Today’s Heroku users more typically come from well-funded companies with well-suited use cases for a highly opinionated PaaS, with deep enough pockets to keep running Heroku at scale, like current customers Everlane, Bonobos, Yobota, and Cambly.
Take PensionBee, which consolidates various pensions into a single plan for customers to access through web and mobile apps.
“I wanted to ship product as quickly and with as little effort as I can, so a PaaS like Heroku is an appealing place to start,” CTO Lister Parsons said. “We are making sure that Heroku and Salesforce is fit for when PensionBee has a million customers. Yes, we have started to pluck other things off the shelf that are the best fit for whatever the use case is, and we aren’t 100% wedded to [Heroku and Salesforce], but they are the foundational platforms.”
Does this mean that Heroku is destined to remain a legendary technology that is now limited to being deployed as a premium, niche service for those who can afford it, like taking your kids to school in a Ferrari Testarossa?
“We often think in terms of an outsized success like AWS, which is something for everyone, and I don’t think Heroku is that. It is for a narrower audience and it does that well,” Wiggins said.
“Heroku isn’t dead, it is a massive business with hundreds of employees and will stay not dead for a long time,” Jacob said. “But the technology will wind up being a glorious moment in time that people will talk about for years to come, like The WELL.”
A possible new serverless chapter for Heroku?
Heroku may have lost its luster in a Kubernetes world, but does the promise of serverless applications open the door to a glorious second act for the platform? Do the economic and architectural criticisms start to melt away as customers only pay for what they use?
“A serverless Heroku would be cloud-native Version 2.0, where all infrastructure functions are hidden and assured by the provider,” said Gartner’s Natis. “For Heroku to remain relevant, they have to be serverless, because what they pioneered is now legacy.”
For Heroku cofounder James Lindenbaum, “serverless is super interesting” in how it relates to Heroku, because “it is that next step of ephemeralization. … However, no one has yet figured out how to bring that together into a nice mental model for developers,” he said. “That is probably the next thing we would have tackled at Heroku, had we stayed. Those are the kinds of things typically the founders have to do. You need a lot of moral authority to take that risk.”

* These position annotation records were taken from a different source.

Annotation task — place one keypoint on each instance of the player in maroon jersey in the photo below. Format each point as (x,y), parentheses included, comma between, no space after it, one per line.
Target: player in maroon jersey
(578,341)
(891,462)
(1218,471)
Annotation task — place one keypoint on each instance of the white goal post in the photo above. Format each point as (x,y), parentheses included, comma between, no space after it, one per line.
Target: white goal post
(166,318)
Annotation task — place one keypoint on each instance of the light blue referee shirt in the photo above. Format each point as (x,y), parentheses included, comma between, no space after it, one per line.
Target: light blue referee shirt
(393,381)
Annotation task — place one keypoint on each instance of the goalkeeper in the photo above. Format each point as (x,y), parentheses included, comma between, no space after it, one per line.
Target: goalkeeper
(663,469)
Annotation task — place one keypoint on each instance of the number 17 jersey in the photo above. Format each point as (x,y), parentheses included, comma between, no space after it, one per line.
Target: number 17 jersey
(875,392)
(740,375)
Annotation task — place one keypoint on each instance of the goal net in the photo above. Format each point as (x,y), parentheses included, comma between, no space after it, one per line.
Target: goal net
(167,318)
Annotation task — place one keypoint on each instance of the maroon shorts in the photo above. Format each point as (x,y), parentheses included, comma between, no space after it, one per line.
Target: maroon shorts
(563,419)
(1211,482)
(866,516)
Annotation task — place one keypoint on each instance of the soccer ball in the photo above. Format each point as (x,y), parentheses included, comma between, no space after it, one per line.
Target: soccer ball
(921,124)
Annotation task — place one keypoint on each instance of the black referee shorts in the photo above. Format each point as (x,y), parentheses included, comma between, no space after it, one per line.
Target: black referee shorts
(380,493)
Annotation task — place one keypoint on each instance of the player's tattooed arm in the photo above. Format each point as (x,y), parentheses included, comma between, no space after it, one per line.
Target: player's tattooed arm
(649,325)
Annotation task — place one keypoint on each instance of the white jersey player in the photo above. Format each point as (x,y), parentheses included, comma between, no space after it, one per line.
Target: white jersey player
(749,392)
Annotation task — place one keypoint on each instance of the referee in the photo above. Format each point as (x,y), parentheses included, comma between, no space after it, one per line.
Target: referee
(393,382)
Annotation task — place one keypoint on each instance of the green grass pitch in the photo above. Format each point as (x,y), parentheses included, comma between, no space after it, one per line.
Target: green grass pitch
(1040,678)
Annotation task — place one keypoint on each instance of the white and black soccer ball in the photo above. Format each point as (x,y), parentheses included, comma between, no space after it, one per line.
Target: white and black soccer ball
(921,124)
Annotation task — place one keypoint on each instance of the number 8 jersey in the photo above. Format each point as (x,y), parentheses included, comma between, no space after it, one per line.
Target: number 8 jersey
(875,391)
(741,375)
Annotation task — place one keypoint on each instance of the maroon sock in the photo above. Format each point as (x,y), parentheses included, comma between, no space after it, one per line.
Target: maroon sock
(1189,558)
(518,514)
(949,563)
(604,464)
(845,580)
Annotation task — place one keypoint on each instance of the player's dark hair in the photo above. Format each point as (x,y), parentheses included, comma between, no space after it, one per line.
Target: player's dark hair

It’s unclear at this point if serverless is the direction of travel for Heroku, which is currently led by Patrick Stokes, general manager of the wider Salesforce Platform. But the general availability of Salesforce Functions later this year signals a shift is on the horizon.
“The next big thing for Heroku is the deep integration of its capabilities with the rest of the Salesforce Platform via Salesforce Functions,” a Salesforce spokesperson said. Salesforce Functions “lets developers write code that integrates with their data and events on the Salesforce Platform, then run it on-demand with elastic scale in a serverless environment.”
If serverless were to become the next industry standard, there is certainly an opportunity there for Heroku to reshape itself for that next wave of change. “I would leapfrog microservices for serverless if I did this again today,” said PensionBee’s Lister Parsons. “Serverless could be the ‘phoenix from the ashes’ moment for Heroku.”